Tuesday, September 04, 2012

Collection Plan Rejected Again

Councilman William Reid dislikes debt collectors so much that he would rather see the city lose up to half a million dollars in court fines rather than seek an agency to recoup the money. Councilwoman Rebecca Williams says letting the fines slide is a slap in the face to officers who wrote the tickets and "makes a mockery of the court."

So went the latest standoff over the administration's proposal to seek a collection firm for $750,000 in fines owed to the Plainfield Municipal Court. The council was asked Tuesday to authorize a "request for proposals" with a proviso that the selected company could keep up to 22 percent of what is collected.
Only four council members were present Tuesday and there was no consensus to move the resolution to the agenda at the Sept. 10 regular meeting.

In public comment, resident and blogger Dr. Harold Yood urged the objectors to reconsider, saying the offenders likely had multiple fines. He acknowledged Reid's concerns about debt collectors, but said,"You are dealing with people who broke the law."

Yood said, "Compassion is great - it's wonderful. But you are not dealing with the average citizen. You are dealing with people who constantly (flaunt) the law."

His words did not sway Reid, even though the councilman had just cited an instance of trying to help someone who could not get out of jail until he paid off numerous traffic tickets in half a dozen towns.

Public Works Director Eric Jackson, sitting in Tuesday for City Administrator Eric Berry, said Municipal Court officials had asked the administration to bring back the collection measure, which had been rejected last month.

Jackson said the administration would be sensitive to Reid's concerns and noted many fines were owed by people outside the city.

"We're not intending to beat down residents," Jackson said, urging reconsideration.

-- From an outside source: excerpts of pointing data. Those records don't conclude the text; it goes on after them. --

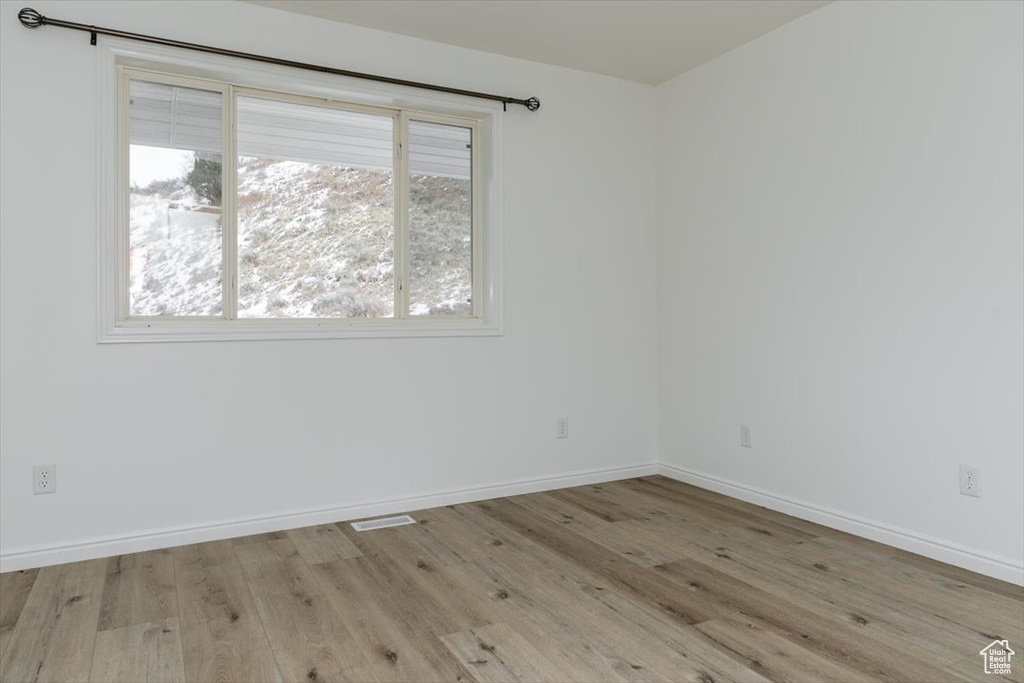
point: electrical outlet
(969, 481)
(44, 479)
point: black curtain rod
(33, 19)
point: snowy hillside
(314, 241)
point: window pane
(174, 171)
(315, 211)
(440, 219)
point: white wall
(162, 436)
(840, 209)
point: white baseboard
(944, 551)
(36, 556)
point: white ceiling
(648, 41)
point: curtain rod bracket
(30, 18)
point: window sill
(177, 331)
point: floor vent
(383, 522)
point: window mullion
(228, 221)
(401, 218)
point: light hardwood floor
(643, 580)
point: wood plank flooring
(642, 580)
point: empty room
(511, 340)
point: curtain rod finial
(30, 18)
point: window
(249, 212)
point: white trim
(35, 556)
(944, 551)
(113, 327)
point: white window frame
(119, 59)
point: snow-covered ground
(314, 241)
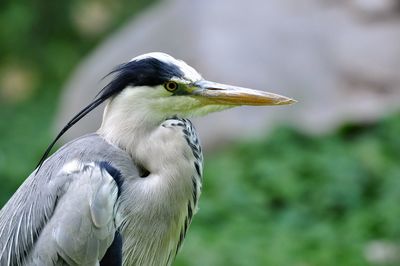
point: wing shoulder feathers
(69, 197)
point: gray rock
(339, 59)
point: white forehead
(189, 72)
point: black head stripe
(145, 72)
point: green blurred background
(283, 199)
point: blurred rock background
(316, 183)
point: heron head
(167, 86)
(155, 86)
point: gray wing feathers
(21, 221)
(82, 199)
(82, 226)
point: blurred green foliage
(293, 199)
(40, 44)
(286, 199)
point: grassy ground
(285, 199)
(291, 199)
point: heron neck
(127, 127)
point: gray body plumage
(40, 225)
(126, 194)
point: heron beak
(217, 93)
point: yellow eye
(171, 86)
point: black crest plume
(146, 72)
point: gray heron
(127, 193)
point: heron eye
(171, 86)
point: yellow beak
(231, 95)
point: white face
(187, 94)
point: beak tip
(286, 101)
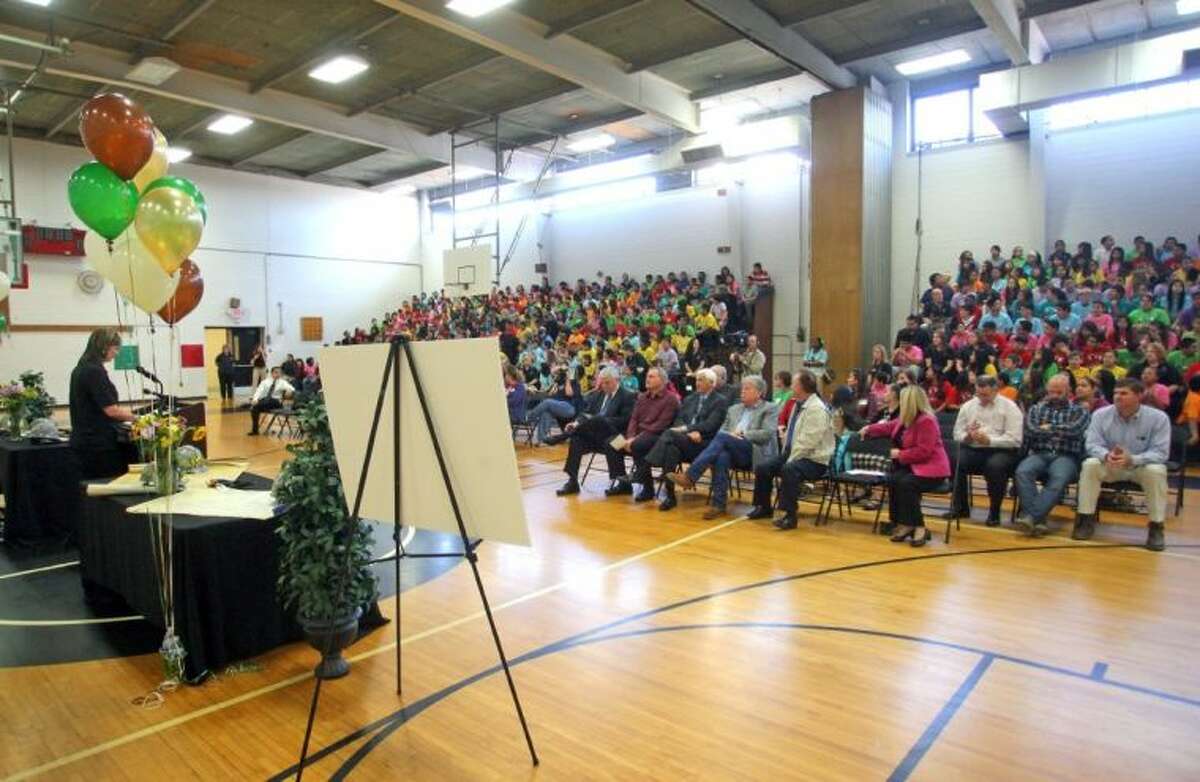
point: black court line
(388, 725)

Note: Whatever past experience may have soured Reid on debt collection, debtors now have new safeguards against harassment in the federal Fair Debt Collection Practices Act of 2011. The Federal Trade Commission enforces its provisions. Debt collectors may no longer call people at odd hours or at work and may not tell others why they are trying to track down the debtor. The legislation was not mentioned at the council meeting, but Plaintalker encourages a look at it and also urges reconsideration of the proposed legislation sought by court officials.